Just a few weeks after the Kuhmo Festival, Thomas told me he had been invited to perform Mad King at the Bregenz Festival in Austria in summer 2025. He had been asked what other piece could share the programme, and wanted to know whether a new work might be possible, despite the tight schedule. Of course it was – I was so excited I could barely sit still! The Bregenz Festival agreed to commission a new piece for the occasion, and I cleared my calendar entirely to compose it. The premiere was scheduled for Saturday 19 July 2025, at the Seestudio of the Bregenz Festspielhaus.
Next question: who would write the libretto? It felt obvious that we should do it ourselves. And so began a deep dive into the life and times of George III. Thomas drafted the first version of the libretto, which we used as a foundation for our working sessions during a workshop in Helsinki in February 2025. We tossed ideas and themes back and forth, bouncing questions about structure, content and key motifs off one another. From these discussions, Thomas developed the English-language libretto, which we continued to refine during the composition process. Its poetic strength and depth are such that I believe it could stand alone as a dramatic poem.
The result is a monodrama titled Farmer George, written for the same ensemble as Mad King: a singer and a sextet comprising flute, clarinet, percussion, piano/harpsichord, violin and cello. The new piece lasts just over twenty minutes, and together with Mad King, the programme forms a compact and powerful one-hour experience. Composing it during early 2025 was undoubtedly the most intense working period of my life – at times I was in a state of what one might call hyperfocus: everything in my waking (and occasionally dreaming) life revolved around Farmer George and its music.
My starting point for this composition was rather unusual. I had no desire to write a pastiche of 18th-century music – although I do quote both Handel and William Boyce, who was George III’s Master of the King’s Musick – but nor did I wish to attempt some revolutionary new form of avant-garde music. Competing with Maxwell Davies in extremity or innovation seemed a futile idea. After all, Farmer George was still in possession of his sanity – albeit an unconventional character for a monarch, even in his own time. I wanted the music to reflect his reason, serenity, and nobility – traits that eventually clash with profound disappointment and, ultimately, despair. The score contains both lyrical harmony and explosive turbulence – much like life itself.

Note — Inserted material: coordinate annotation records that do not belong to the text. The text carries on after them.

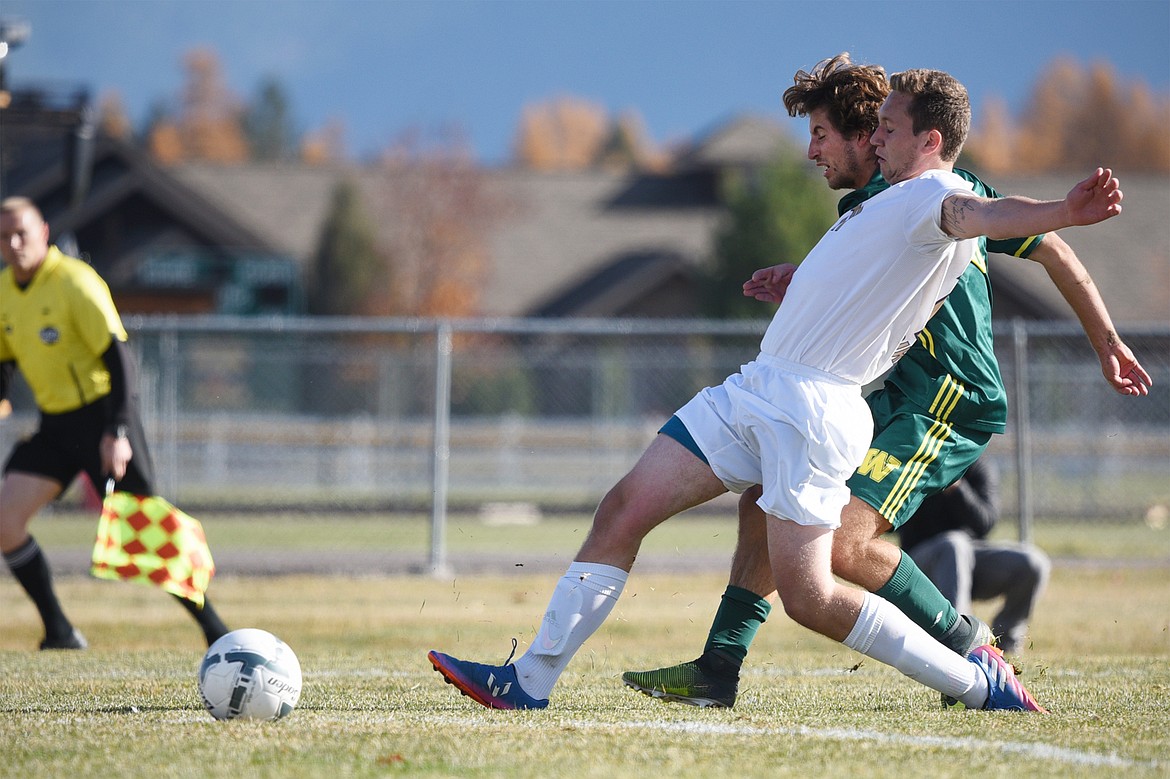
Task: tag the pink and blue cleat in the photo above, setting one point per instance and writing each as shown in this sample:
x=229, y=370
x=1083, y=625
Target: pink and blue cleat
x=1005, y=691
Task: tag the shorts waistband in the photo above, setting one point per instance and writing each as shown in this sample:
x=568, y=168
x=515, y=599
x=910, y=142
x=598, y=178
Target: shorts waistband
x=806, y=371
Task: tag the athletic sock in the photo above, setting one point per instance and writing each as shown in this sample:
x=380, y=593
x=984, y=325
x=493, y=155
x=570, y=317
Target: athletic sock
x=886, y=634
x=31, y=569
x=917, y=597
x=582, y=601
x=208, y=620
x=734, y=628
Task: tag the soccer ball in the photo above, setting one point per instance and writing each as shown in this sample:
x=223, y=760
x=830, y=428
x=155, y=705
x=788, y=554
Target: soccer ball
x=249, y=674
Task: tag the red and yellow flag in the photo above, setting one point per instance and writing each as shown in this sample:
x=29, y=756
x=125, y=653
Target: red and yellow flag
x=144, y=538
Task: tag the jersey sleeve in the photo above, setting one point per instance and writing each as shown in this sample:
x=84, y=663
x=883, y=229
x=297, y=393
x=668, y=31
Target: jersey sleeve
x=924, y=213
x=94, y=312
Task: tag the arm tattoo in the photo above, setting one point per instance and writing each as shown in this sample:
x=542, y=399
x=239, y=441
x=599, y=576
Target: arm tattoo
x=956, y=211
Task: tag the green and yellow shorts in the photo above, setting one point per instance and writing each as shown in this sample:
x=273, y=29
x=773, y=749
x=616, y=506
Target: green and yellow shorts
x=913, y=455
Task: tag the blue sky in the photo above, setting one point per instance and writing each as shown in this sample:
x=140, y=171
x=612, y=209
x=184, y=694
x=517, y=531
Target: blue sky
x=384, y=67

The power of Farmer George depends entirely on the presence and intensity the performer brings to it. There is no need for operatic sets or costumes – George’s battle is internal and psychological. What finally drives him to the brink, to the point where his mind collapses into madness? Fortunately, Thomas Florio is ideally suited to this task. Not only is he a magnificent singer, he’s an extraordinary actor – and, crucially, he knows the libretto inside out. I certainly hope that in time, other Mad King performers will choose to pair it with Farmer George – but for now, all my focus is on the forthcoming world premiere. I can hardly wait!